Mrs. Essie Mae Tuggle brought an action against Loyd M. Chesser in which she sought to recover the value of the life of her son who was killed when he was struck by an automobile owned and being driven by the defendant. On the trial the jury returned a verdict for the plaintiff. The plaintiff filed a motion for a new trial on the usual general grounds which she later amended by adding several special grounds, one of which was that the verdict was so inadequate ■ as to show bias and prejudice on the part of the jury. The plaintiff’s motion for new trial was granted and the defendant excepted. Held:
1. It is well settled that the first grant of a new trial will not be disturbed unless the verdict of the jury is demanded by the evidence, but where a small verdict for the plaintiff is returned in a case where the evidence demands a verdict for the defendant, the grant of a new trial for the plaintiff may be successfully attacked by 'the defendant should he desire to pay the small verdict rather than to move for a new trial. See Rosenberg v. Sund, 81 Ga. App. 856, 862 (60 S. E. 2d 390), and citations.

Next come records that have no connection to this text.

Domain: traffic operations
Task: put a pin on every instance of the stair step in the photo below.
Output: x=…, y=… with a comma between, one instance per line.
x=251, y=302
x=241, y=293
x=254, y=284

2. The evidence in the present case was in sharp conflict as to the circumstances surrounding the child’s death. Witnesses for the plaintiff testified that the deceased was crossing the road from the defendant’s left to his right, while the defendant testified that the deceased ran out from behind an embankment on his, the defendant’s, right just as he reached the point of impact. There was testimony placing the speed of *775the defendant at as low as 35 miles per hour to as high as 60 or 70 miles per hour at the point of impact, and there was evidence that the child’s body was thrown as far as 160 feet from the point of impact. The evidence did not demand a verdict for the defendant, and the trial court’s judgment granting the plaintiff a first new trial will not be disturbed.
Decided June, 23, 1958. Allison, Pittard & Webb, Chas. C. Pittard, for plaintiff in error. B. Beverly Irwin, Osgood 0. Williams, contra.Judgment affirmed.
Felton, C. J., and Quillian, J., concur.